= Maltolt =

Historical English commodity tax

Maltolt or "bad tax" (in Norman-French) was the name given to the new taxes on wool in England of 1294–1297. Protests against the maltolt played their part in forcing the confirmation of the charters from the Crown.

==Origin==
Edward I of England had been granted a half-mark (6s 8d) customs duty per sack on the export of wool, woolfells and hides by the Parliament of 1275. The outbreak of the Gascon War against France in 1294 in led to the royal seizure of all wool and leather in the realm, and its release only on a duty of 40 shillings per sack. The old duty quickly became known as the "Ancient Custom", and was contrasted strongly with what G. M. Trevelyan would call "These 'maltoltes' or 'ill takings' of wool".

==Protests==
Dislike of the maltolts (which had been repeated in the years 1295–1297) fed into the noble and clerical opposition to the Crown that culminated in the Remonstrances of 1297. "Also the whole community feel that they are oppressed by the tax on wools, which is too heavy, namely at 40 shillings on the sack, and 7 marks the sack on broken wool; for the wool of England approaches the value of half of all the land".

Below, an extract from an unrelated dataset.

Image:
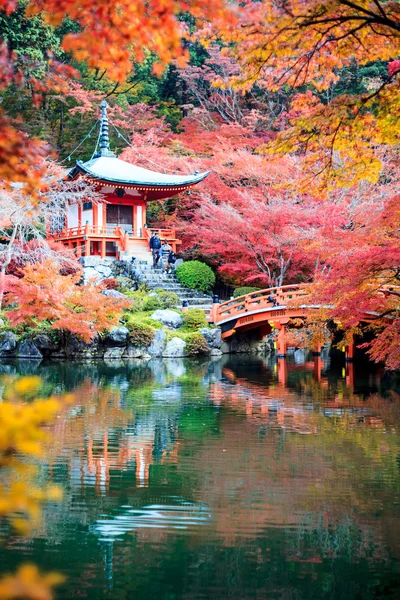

Among the six articles appended to the confirmation of the charters was, accordingly, a provision prohibiting the seizure of wool in future; to which the King responded by reserving to the crown “the custom on wool, skins and leather already granted by the commonalty of the realm”, so that it was only after a further struggle that the maltolt was finally laid to rest in 1301.

==Reappearance==
The maltolt reappeared in the reign of Edward III of England, as a result of a bargain he made in 1337 offering rich merchants a monopoly in exchange for a duty of 40s a sack. It also gained the name of the wool subsidy and was often referred to as a loan.

The Commons petitioned against the deal, either (as Eileen Power thought) in the hope of abolishing it entirely, or simply to ensure their participation in the taxation process - something which they eventually achieved, if at the price of customs on wool continuing to fund the Crown throughout the Hundred Years War.